Curiosamente esa fecha está muy cerca de otra celebración de los muertos o el más allá, la de Halloween, que tiene su origen en cultos paganos celtas, algo relacionado con el fin de las cosechas.

Casi en todas las culturas a lo largo del tiempo se ha hablado de la vida después de la muerte.

Los egipcios creían que embalsamando a los muertos se les preparaba para el viaje a la vida eterna.

Los hindúes creen en la reencarnación, los musulmanes en una especie de cielo donde a los hombres que cometen crímenes inspirados por su dios -Alá- les premian con siete o más vírgenes. Esa religión, como se puede ver, paga a sus fieles con favores sexuales.

Desde la antigüedad ha existido la creencia de que dentro del hombre hay algo más, alma, espíritu o algo así, la cual va a un cielo o al infierno, dependiendo de cómo se haya portado en la vida.

Pero no hay pruebas, nadie jamás ha visto un alma, tampoco nadie ha regresado de la muerte.

Cierto que hay algunos casos en que gente, que estuvo cerca de la muerte, cree haber resucitado y cuenta cuentos de lo que vio.

Pero no se trata de muertos, es gente que se desmayó o algo parecido. Jamás, en toda la historia de la humanidad se ha sabido de alguien con más de treinta días de muerto que haya resucitado.
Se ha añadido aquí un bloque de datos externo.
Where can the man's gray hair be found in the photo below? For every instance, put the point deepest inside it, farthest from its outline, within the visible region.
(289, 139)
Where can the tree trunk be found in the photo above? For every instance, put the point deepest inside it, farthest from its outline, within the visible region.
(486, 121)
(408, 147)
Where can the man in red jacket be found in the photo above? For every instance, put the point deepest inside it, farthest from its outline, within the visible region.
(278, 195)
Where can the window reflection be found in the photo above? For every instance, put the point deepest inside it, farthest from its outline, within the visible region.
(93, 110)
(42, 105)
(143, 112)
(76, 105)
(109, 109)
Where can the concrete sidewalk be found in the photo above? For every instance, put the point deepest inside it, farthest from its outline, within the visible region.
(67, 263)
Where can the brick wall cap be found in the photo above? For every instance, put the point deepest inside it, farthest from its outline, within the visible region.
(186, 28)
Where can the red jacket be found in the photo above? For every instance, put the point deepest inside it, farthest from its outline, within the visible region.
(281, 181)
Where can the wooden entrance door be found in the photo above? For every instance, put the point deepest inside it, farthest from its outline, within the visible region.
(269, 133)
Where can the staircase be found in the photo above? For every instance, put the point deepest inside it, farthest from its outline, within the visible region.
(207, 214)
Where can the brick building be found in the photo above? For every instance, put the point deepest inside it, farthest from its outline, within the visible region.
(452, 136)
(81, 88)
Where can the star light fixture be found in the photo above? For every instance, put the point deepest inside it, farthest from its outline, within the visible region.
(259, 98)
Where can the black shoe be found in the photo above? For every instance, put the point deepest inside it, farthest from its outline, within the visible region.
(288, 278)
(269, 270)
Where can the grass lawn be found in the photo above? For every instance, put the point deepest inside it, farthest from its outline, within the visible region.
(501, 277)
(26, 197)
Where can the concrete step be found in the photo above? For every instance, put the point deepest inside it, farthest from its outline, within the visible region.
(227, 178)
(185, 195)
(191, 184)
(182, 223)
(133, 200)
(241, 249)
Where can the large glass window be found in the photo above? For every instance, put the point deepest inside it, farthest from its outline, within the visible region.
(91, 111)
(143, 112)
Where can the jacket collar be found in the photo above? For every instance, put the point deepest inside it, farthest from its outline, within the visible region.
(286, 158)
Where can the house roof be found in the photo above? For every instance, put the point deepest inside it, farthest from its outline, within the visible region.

Las leyendas cuentan muchas historias de resucitados, como el caso del antiguo dios egipcio Horus, quien nació un 25 de Diciembre, fue crucificado y luego resucitó a los tres días, unos dos mil años antes de Cristo.

También Osiris, de Egipto y Mitra de Persia, que resucitaron a los tres días, como Dionisio de Grecia. De igual manera se cuenta la historia de Siddhartha quien la tradición Budista dice que su tumba fue abierta por una fuerza misteriosa y de ahí ascendió a los cielos.

Nadie puede saber qué hay después de la muerte, lo más seguro que sólo esperanzas de todos aquellos que no comprenden que la vida es lo único que hay.

Creo que se debe honrar la memoria de los muertos. Aquellos que quisimos y amamos y también de los que dieron un buen ejemplo para la humanidad.